Three dangerous words…

There is a saying in many professions that three of the most dangerous words used are ‘in my experience’ as relying on it can cause some big problems. However, I also think there are another three words being used a lot recently that can be just as dangerous, these are ‘research has shown’!

Over the past few decade’s healthcare has been trying to move away from individual experience-based practice to a more scientific evidence-based practice, in an effort to reduce clinicians bias and ignorance adversely affecting patients care and treatment. This is true for physiotherapy where clinical experience has been in the past, and still is today, very much respected and revered despite patient outcomes being quite poor.

Now, before you all go crazy in the comments section and start accusing me of ignoring the role of experience or saying its completely useless, I am not. Clinical experience is useful for many things, in fact, I think for some things it is probably the most reliable tool we have (ref). However, clinical experience should never be solely or fully relied upon, as history is littered with examples of where experts have relied on their experience and been very very wrong (ref).

Drunken Evidence

Fortunately, evidence-based practice within physiotherapy is slowly being adopted, and there is a shift of more and more physios reading, engaging, and participating with research which is a good thing.
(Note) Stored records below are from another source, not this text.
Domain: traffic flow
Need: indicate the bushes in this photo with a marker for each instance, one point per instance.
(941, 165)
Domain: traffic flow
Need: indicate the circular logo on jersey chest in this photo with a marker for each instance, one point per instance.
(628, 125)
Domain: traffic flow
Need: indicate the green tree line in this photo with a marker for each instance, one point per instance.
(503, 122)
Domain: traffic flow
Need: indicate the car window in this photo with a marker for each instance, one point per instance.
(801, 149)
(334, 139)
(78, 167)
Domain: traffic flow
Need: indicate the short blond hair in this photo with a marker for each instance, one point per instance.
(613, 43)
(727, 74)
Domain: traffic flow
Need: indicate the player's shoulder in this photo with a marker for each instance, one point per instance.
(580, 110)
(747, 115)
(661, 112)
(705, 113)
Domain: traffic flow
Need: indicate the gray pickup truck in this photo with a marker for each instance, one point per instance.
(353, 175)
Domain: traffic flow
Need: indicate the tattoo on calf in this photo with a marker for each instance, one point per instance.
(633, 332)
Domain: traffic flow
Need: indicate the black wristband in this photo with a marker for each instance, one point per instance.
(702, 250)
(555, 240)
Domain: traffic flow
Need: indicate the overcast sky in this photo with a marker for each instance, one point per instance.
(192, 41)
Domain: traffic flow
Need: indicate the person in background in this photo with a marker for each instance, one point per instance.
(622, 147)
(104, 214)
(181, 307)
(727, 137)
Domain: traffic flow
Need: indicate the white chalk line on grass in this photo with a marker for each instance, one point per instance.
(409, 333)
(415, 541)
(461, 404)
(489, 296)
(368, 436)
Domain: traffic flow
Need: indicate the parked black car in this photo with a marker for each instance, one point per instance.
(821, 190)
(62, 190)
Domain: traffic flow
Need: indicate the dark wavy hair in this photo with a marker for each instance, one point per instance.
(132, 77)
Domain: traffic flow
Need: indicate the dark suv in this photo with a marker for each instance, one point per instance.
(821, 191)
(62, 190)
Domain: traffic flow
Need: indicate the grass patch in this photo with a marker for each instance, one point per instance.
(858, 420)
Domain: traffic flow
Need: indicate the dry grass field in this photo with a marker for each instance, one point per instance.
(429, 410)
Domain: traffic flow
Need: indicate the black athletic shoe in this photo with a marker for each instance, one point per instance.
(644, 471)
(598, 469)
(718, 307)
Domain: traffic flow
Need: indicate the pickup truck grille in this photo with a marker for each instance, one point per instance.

But, there are issues here and it needs to be recognised that using evidence to help guide our practice can also have just as many pitfalls as using experience if it’s not implemented carefully and sensibly.

Unfortunately, I see and hear many physios using research and evidence not so carefully and not so sensibly. In fact, I see many physios using research like a drunk uses a lampost, that is they use it more for support than illumination. Many physios, (and other healthcare professionals) like to find research to support what they already think and justify what they already do, or want to do.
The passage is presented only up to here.